In contrast to EPEC, the entire Salmonella Typhimurium population remains planktonic and motile during infection. The BlaM-based time-resolved analysis allowed direct and quantitative comparison between the translocation efficiencies of Tir by EPEC and of SptP by Salmonella Typhimurium. The most surprising outcome of this comparison is that protein translocation by a single Salmonella Typhimurium bacterium is equivalent to the translocation executed by an entire EPEC microcolony containing a few dozen bacteria. This observation might reflect differences in the average numbers of TTSS apparatuses per bacterium in Salmonella Typhimurium and EPEC, which are ~100 and ~10, respectively (29, 30). Additionally, it is possible that only a few of the microcolony members that are in direct contact with the host cell are actively engaged in protein translocation. Finally, time-lapse microscopy highlights the existence of a small subpopulation of host cells that remained untranslocated through the infection process. What make these cells resistant to translocation by EPEC or Salmonella Typhimurium is currently not clear.
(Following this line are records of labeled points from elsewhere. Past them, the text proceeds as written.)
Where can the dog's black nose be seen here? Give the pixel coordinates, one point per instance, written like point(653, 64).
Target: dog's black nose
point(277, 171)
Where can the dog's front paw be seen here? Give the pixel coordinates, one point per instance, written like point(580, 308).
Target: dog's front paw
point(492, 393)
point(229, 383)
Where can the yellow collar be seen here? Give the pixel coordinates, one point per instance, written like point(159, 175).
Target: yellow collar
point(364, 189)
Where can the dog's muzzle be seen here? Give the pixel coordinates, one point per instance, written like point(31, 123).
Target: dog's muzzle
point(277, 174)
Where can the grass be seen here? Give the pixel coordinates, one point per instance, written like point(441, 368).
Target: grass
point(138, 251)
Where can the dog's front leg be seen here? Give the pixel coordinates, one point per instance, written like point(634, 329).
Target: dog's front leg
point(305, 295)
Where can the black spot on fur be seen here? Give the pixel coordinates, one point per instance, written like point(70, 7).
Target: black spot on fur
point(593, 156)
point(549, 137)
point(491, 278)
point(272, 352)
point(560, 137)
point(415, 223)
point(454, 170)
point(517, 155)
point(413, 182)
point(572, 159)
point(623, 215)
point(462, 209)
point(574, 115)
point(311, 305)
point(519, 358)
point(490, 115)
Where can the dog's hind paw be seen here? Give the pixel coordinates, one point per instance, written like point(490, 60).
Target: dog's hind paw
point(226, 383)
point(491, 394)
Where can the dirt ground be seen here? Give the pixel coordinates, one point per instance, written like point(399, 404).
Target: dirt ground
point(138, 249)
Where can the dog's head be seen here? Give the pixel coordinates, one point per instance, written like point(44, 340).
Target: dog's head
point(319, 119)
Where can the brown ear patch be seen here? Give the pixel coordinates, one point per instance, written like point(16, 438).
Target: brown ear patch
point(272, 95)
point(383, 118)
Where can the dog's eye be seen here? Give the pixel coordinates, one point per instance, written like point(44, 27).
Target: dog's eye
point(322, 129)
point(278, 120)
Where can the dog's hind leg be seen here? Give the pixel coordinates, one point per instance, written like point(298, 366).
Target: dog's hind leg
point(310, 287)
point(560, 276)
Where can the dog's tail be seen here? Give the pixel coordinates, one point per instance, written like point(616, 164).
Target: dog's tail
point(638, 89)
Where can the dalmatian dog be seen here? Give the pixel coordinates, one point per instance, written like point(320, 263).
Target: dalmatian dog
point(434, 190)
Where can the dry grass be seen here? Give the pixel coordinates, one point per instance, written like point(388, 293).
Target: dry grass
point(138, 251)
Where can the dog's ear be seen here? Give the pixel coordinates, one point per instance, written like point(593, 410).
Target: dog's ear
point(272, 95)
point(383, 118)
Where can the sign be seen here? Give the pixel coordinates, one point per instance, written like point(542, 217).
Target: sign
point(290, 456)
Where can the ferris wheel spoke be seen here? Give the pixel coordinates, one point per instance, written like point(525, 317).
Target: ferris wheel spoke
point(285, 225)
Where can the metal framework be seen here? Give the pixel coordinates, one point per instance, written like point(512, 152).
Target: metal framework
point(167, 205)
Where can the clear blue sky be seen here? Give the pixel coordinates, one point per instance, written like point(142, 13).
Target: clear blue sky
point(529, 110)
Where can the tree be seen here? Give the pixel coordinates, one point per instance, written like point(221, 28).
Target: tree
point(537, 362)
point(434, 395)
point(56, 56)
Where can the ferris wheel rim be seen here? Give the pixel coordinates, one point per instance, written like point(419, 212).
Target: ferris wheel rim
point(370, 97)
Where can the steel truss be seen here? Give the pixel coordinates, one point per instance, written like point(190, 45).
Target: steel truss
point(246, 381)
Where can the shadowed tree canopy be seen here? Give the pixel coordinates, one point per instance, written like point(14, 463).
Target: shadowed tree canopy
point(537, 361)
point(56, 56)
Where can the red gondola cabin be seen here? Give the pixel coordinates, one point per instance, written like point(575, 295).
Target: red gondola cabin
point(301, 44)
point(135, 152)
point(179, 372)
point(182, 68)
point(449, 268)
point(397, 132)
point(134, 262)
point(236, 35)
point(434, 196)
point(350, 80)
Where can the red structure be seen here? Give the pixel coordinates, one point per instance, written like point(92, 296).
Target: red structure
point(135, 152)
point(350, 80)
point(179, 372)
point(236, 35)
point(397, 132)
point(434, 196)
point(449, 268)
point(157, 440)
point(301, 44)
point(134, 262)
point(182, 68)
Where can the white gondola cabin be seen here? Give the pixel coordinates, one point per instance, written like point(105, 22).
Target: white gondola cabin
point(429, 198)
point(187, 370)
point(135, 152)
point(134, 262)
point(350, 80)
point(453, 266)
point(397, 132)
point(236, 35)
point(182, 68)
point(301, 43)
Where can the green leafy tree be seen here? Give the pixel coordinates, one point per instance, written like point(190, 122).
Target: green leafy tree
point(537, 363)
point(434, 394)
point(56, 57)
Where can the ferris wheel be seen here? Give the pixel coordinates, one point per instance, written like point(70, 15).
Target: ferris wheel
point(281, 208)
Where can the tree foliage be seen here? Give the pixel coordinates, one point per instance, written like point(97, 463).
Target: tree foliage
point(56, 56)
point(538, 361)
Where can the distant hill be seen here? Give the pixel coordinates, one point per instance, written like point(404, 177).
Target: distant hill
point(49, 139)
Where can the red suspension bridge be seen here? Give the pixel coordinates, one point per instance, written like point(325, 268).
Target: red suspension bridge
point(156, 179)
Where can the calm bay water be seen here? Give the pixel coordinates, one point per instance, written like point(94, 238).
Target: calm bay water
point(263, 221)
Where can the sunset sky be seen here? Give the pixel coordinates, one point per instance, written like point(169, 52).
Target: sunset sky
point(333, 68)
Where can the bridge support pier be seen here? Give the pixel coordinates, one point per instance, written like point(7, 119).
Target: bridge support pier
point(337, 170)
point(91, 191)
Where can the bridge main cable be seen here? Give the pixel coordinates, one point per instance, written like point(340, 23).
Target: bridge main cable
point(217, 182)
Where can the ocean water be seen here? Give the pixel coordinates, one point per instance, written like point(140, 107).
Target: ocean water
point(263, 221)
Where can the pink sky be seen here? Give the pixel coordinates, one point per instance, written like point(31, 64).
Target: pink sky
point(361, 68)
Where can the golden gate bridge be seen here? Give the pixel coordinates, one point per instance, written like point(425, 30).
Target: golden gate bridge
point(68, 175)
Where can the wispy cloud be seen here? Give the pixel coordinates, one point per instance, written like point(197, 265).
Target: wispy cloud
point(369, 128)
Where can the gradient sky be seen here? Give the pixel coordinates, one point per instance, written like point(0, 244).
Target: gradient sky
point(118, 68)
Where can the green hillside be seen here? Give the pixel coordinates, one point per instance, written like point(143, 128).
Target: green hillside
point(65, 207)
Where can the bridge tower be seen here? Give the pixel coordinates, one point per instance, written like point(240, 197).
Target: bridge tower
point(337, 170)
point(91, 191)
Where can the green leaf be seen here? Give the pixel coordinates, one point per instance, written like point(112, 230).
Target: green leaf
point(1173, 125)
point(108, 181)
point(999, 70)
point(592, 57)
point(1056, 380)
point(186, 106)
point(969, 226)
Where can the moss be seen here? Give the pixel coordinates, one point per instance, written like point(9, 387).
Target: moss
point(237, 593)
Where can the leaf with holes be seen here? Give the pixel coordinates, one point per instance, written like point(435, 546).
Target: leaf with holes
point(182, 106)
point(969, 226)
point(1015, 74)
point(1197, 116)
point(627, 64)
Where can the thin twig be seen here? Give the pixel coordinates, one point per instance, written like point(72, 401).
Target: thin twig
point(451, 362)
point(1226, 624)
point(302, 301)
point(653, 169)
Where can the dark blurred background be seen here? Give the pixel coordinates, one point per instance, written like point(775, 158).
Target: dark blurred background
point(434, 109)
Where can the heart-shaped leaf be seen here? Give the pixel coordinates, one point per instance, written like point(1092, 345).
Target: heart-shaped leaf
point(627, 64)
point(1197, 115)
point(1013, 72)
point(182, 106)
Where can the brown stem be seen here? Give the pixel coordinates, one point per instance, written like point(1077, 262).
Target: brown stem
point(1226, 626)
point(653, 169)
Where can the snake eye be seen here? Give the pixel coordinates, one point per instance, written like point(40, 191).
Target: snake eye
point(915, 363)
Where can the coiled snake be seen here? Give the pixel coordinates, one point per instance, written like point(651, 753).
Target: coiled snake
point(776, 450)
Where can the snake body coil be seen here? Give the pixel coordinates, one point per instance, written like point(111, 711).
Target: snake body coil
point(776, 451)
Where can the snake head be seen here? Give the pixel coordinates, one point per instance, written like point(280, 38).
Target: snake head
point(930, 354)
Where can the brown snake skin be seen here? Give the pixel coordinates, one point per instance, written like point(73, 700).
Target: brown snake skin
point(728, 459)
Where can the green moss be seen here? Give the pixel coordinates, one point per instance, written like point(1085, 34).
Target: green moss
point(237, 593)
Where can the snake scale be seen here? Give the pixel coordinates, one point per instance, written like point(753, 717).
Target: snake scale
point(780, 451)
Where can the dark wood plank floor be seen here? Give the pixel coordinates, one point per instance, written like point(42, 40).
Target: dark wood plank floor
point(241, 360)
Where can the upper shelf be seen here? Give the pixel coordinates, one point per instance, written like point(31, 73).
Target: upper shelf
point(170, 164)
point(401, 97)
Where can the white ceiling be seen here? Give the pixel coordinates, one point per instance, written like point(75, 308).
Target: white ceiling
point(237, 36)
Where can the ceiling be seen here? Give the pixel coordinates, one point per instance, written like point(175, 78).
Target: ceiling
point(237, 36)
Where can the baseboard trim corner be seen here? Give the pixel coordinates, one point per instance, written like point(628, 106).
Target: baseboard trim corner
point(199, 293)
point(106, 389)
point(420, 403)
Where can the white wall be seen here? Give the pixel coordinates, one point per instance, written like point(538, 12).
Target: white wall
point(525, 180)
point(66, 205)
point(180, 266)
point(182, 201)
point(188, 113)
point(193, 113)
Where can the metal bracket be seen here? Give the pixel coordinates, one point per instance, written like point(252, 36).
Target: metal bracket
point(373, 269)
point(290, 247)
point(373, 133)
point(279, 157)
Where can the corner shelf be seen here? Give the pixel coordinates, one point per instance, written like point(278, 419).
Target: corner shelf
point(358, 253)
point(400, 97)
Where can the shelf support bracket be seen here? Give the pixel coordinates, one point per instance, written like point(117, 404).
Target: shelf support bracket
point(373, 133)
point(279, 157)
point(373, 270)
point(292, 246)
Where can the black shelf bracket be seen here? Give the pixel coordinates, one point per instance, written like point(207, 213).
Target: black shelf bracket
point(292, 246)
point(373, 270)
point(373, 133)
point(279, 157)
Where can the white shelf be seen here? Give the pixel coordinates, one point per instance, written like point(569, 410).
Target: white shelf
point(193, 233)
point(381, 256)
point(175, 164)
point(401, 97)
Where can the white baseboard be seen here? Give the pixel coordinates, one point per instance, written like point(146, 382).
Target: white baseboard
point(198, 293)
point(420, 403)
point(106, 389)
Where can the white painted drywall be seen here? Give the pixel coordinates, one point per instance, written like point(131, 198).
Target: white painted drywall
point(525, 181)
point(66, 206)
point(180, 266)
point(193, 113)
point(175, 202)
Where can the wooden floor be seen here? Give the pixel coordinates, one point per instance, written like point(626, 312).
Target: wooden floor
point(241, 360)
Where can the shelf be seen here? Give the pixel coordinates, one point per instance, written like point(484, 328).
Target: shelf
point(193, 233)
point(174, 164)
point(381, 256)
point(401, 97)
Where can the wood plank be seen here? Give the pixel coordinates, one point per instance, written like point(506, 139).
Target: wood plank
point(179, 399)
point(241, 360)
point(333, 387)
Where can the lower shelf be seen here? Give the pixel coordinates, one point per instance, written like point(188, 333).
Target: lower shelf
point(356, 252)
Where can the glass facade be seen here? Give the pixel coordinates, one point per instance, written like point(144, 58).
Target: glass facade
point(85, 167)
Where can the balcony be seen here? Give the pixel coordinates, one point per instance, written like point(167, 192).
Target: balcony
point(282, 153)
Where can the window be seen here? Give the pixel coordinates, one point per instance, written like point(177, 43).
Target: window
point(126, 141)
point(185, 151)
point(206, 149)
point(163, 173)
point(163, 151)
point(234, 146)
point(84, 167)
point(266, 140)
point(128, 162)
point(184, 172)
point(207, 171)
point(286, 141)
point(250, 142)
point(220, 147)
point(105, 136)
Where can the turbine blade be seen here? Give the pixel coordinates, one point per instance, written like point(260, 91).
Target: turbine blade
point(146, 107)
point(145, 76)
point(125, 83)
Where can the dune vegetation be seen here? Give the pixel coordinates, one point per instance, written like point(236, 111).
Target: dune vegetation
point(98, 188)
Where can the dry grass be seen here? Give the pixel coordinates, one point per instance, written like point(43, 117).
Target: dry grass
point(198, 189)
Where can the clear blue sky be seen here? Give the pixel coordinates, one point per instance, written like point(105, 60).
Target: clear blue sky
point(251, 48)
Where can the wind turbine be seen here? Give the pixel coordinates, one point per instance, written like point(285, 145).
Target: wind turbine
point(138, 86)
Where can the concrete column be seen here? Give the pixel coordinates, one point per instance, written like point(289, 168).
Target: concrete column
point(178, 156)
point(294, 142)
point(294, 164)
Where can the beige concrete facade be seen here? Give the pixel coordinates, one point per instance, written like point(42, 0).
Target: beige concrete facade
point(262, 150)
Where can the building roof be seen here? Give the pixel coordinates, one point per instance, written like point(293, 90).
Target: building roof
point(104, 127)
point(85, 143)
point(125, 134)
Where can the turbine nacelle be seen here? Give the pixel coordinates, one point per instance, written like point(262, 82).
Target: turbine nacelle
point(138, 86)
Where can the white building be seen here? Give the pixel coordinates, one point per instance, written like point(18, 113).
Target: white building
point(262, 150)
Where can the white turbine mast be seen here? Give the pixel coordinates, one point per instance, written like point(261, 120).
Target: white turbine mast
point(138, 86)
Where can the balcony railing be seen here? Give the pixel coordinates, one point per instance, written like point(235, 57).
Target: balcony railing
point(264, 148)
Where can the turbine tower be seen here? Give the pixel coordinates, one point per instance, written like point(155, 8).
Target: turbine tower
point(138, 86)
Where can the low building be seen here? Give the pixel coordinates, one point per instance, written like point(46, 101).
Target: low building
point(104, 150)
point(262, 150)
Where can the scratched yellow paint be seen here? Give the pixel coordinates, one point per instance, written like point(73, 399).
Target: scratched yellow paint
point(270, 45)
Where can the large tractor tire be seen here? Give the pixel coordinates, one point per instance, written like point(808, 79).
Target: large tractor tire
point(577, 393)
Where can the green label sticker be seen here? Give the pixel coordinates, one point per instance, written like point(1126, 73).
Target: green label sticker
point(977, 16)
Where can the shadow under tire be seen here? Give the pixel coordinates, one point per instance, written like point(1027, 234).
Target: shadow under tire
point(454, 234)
We next extended the study using population-based assays to determine the translocation hierarchy of 20 EPEC effectors. We found a temporal translocation order and a wide spectrum of translocation efficiencies. Importantly, in all cases, translocation efficiency directly correlated with the temporal order and none of the EPEC effectors exhibited switch behavior, i.e., a late onset of translocation with translocation efficiency higher than that of earlier effectors (Fig. 3). Thus, differences in translocation efficiency per se provide a mechanistic explanation for the observed temporal order of translocation. We concluded that translocation efficiency is a key factor that controls both the amount of translocated effector and the timing of translocation. The data also showed that the LEE-encoded effectors were translocated at a higher efficiency than most non-LEE effectors. It could be speculated that this may be a result of incomplete integration of relatively newly acquired non-LEE effectors with the EPEC TTSS.
Our results show that Tir is the first effector to be translocated and that it is translocated at a greater rate than all the other effectors. This suggests that the most urgent task of EPEC, upon engagement with the host cell, is to establish an intimate attachment which is mediated by Tir-intimin interaction. We examined whether Tir and intimin similarly influence translocation dynamics. The data show that the EPEC eae mutant mediated normal translocation of effectors exhibiting high translocation efficacy and that translocation of effectors that exhibit lower translocation efficiency was somewhat attenuated. Thus, intimin has a modest positive effect on translocation of late effectors. In contrast, absence of Tir caused diverse effects on translocation efficiency: some effectors were positively affected, while others were negatively affected. The observed shifts, although significant, were not dramatic. Interestingly, however, in some cases effectors that have opposite biological functions were also inversely influenced by the lack of Tir. For example, Map and EspH maintain a delicate balance; EspH is an inhibitor of a GTPase exchange factor (GEF) that intoxicates the cells, while Map neutralizes EspH’s toxicity via its GEF activity (31). Notably, we found that the absence of Tir resulted in an increase in Map translocation and a decrease in EspH translocation, possibly disrupting the delicate balance between their GEF and anti-GEF activities. These data may provide new interpretations of previous observations that deletion of either tir or espH resulted in an increase in Map GEF activity (32, 33).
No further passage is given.